For this trial, the researchers compared results from deceased donor kidney patients who had a high risk of developing delayed graft function (DGF). The study included 253 patients, some of whom were given ANG-3777 once a day for three days. Patients who were eligible were given a deceased donor transplant and were found to be at risk for DGF by having low urine output for over eight consecutive hours after transplant, reflecting possible graft injury.
The tests were done in 25 transplant centers across the U.S. The primary endpoint was renal function based on eGFR at 12 months.
Compared to the placebo, ANG-3777 showed an eGFR of 53.3mL/min/1.73m2 versus the placebo’s 50.4mL/min/1.73m2. Tests for its secondary endpoints also showed inconsistent results. With these said, the scientists concluded that there is little evidence to support its indication.
“We are disappointed in the outcome of this trial. While we saw signals of activity for ANG-3777, we hoped ANG-3777 would robustly demonstrate a benefit for transplant recipients who have no treatment options when their transplants have DGF. The totality of the DGF data, together with the CSA-AKI data expected later this year, will inform our clinical strategy with respect to ANG-3777 going forward,” said Jay Venkatesan, M.D., the president and chief executive of Angion, in a statement.
The CSA-AKI data that Dr. Venkatesan is referring to is the exploratory Phase II trial to use ANG-3777 as a treatment for acute kidney injury linked with cardiac surgery involving cardiopulmonary bypass. This study is ongoing, and data is expected to be shared by the fourth quarter of this year.

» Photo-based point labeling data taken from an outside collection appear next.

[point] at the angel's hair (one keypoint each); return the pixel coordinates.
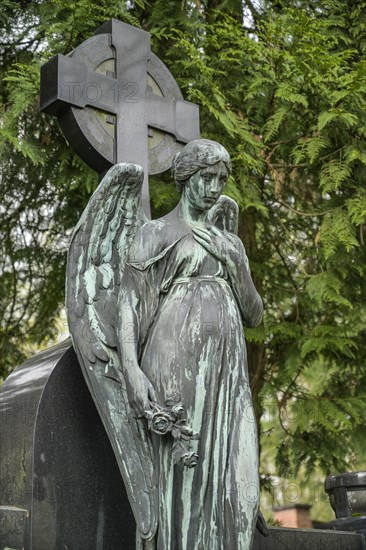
(196, 155)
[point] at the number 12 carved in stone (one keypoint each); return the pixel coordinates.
(117, 102)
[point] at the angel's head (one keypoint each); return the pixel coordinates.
(201, 170)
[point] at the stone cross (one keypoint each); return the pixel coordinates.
(117, 102)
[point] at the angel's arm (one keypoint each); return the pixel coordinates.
(248, 300)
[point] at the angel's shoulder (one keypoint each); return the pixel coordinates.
(149, 240)
(236, 241)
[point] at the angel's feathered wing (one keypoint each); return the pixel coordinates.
(96, 261)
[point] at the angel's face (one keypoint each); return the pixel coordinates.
(205, 187)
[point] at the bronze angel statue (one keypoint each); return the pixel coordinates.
(156, 309)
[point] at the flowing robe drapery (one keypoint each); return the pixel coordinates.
(184, 314)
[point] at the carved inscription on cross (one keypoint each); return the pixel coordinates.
(117, 102)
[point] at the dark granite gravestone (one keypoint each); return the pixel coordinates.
(60, 487)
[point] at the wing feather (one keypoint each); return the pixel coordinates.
(96, 261)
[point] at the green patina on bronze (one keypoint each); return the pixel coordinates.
(156, 310)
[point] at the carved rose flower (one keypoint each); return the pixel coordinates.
(161, 423)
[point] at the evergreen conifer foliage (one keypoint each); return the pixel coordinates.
(282, 87)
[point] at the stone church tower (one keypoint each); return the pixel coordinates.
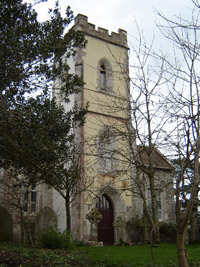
(103, 64)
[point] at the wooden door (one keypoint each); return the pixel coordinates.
(105, 226)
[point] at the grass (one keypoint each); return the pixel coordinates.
(164, 255)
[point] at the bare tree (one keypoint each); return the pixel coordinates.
(183, 106)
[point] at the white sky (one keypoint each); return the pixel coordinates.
(114, 14)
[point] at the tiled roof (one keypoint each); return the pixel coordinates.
(159, 160)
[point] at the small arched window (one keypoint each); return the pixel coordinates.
(103, 77)
(107, 155)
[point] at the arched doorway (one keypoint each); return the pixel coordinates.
(105, 226)
(6, 223)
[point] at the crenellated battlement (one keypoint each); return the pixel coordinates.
(81, 23)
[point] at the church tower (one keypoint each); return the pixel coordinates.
(103, 64)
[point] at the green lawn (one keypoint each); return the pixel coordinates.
(164, 255)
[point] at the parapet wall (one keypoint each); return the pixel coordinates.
(81, 23)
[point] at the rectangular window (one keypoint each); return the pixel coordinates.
(30, 200)
(158, 198)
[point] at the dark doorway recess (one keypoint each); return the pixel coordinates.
(105, 226)
(6, 226)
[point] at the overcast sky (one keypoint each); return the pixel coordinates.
(114, 14)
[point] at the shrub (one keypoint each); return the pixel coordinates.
(54, 239)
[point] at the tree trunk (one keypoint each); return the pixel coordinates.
(193, 232)
(22, 226)
(68, 213)
(181, 249)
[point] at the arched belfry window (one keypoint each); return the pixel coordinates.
(104, 76)
(107, 151)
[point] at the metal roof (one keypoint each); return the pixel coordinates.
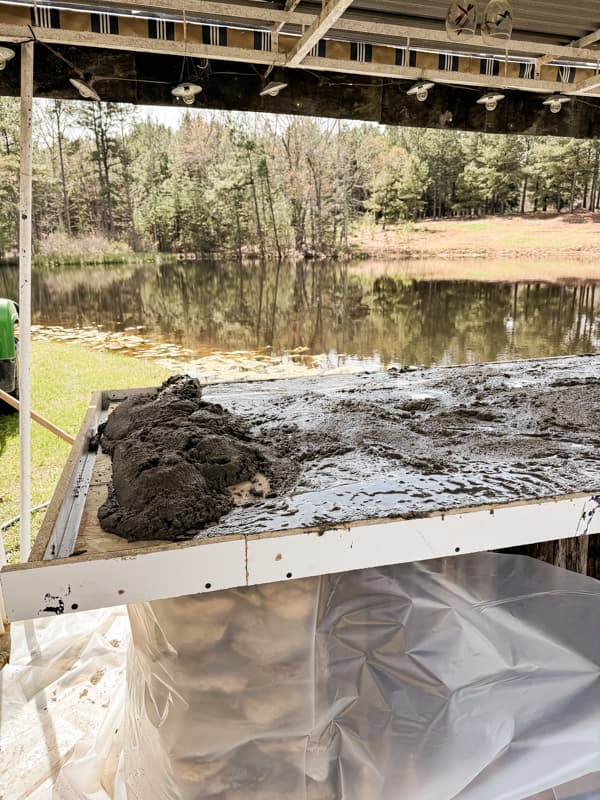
(554, 47)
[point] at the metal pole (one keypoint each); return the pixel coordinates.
(25, 296)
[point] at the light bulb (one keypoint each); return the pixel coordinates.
(556, 102)
(420, 90)
(5, 56)
(490, 100)
(186, 92)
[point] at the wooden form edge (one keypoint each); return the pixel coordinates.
(97, 581)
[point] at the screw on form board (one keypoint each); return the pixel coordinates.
(590, 508)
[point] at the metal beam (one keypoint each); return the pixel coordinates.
(352, 22)
(269, 58)
(25, 211)
(582, 43)
(328, 16)
(589, 87)
(437, 76)
(585, 41)
(147, 78)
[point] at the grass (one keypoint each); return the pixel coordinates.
(572, 236)
(63, 377)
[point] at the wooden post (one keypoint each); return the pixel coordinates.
(25, 208)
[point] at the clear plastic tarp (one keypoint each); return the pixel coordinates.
(470, 678)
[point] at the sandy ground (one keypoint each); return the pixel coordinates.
(574, 236)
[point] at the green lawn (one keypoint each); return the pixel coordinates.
(63, 377)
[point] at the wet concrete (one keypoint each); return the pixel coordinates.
(173, 458)
(405, 444)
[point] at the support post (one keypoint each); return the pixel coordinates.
(25, 208)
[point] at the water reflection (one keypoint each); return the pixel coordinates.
(335, 311)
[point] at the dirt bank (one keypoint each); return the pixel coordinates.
(571, 236)
(355, 447)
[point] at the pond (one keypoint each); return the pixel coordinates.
(325, 315)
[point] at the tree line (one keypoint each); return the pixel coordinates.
(268, 186)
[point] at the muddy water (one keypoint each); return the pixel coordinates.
(220, 318)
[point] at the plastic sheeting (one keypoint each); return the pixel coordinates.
(466, 678)
(474, 678)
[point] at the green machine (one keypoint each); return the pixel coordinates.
(9, 348)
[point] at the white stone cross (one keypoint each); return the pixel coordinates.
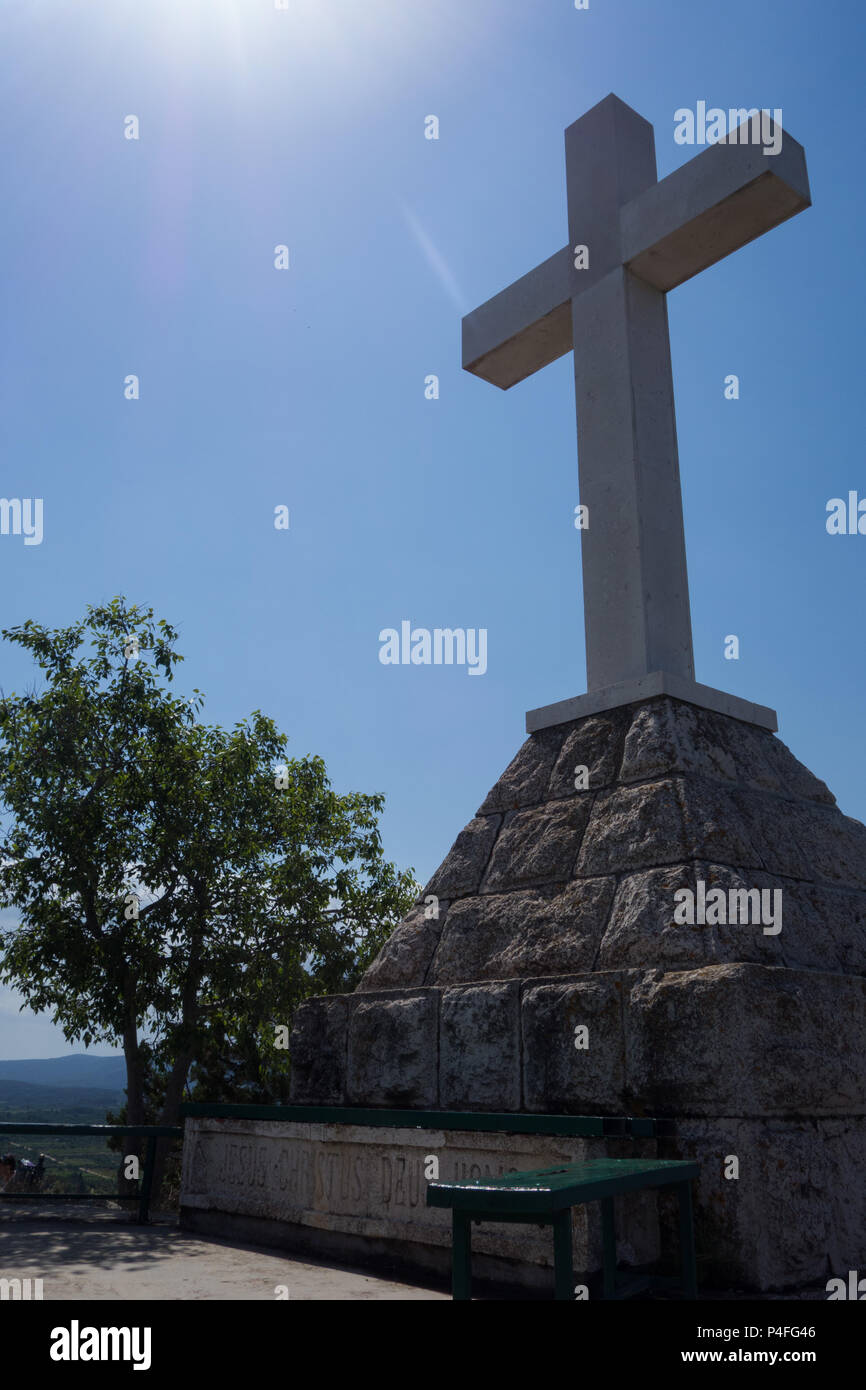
(640, 238)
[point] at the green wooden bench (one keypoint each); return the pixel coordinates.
(546, 1197)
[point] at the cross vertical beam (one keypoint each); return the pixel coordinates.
(635, 583)
(642, 238)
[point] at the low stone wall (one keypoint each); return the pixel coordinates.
(790, 1211)
(357, 1193)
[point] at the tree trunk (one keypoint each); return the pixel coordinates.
(135, 1100)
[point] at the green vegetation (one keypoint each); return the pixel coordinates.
(180, 887)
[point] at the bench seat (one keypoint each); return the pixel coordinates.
(546, 1197)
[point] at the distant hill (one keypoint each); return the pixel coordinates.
(20, 1096)
(107, 1073)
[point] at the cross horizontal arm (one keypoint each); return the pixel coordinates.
(712, 206)
(523, 328)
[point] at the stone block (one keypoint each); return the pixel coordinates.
(595, 744)
(524, 781)
(747, 1040)
(406, 957)
(523, 934)
(794, 1215)
(538, 845)
(480, 1048)
(462, 869)
(556, 1075)
(634, 827)
(642, 931)
(394, 1051)
(319, 1051)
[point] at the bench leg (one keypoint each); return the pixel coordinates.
(462, 1255)
(608, 1248)
(563, 1255)
(687, 1240)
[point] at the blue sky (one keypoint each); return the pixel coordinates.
(306, 387)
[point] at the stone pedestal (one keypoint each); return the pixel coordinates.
(556, 912)
(357, 1194)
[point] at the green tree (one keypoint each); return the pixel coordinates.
(180, 887)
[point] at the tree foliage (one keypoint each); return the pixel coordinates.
(180, 887)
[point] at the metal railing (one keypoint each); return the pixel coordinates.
(150, 1132)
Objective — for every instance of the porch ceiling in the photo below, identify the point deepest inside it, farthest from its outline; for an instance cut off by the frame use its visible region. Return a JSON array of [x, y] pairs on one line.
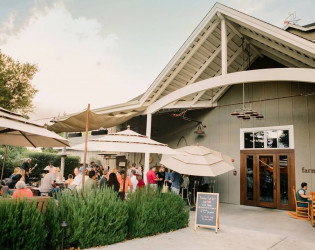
[[201, 58]]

“Unfortunately, the results of the Phase III registrational trial did not confirm as strong of an effect as we hoped for in the interests of patients experiencing DGF after kidney transplantation. These kinds of challenges are part of clinical development activities. Our collaboration with Angion and the development of ANG-3777 in cardiac-surgery associated acute kidney injury continues unchanged, with topline data expected later this year,” commented Dr. Klaus Henning Jensen, the chief medical officer of Vifor Pharma, in the same press release.
Vifor Pharma and Angion have a license agreement to commercialize ANG-3777 outside of Greater China for nephrology purposes.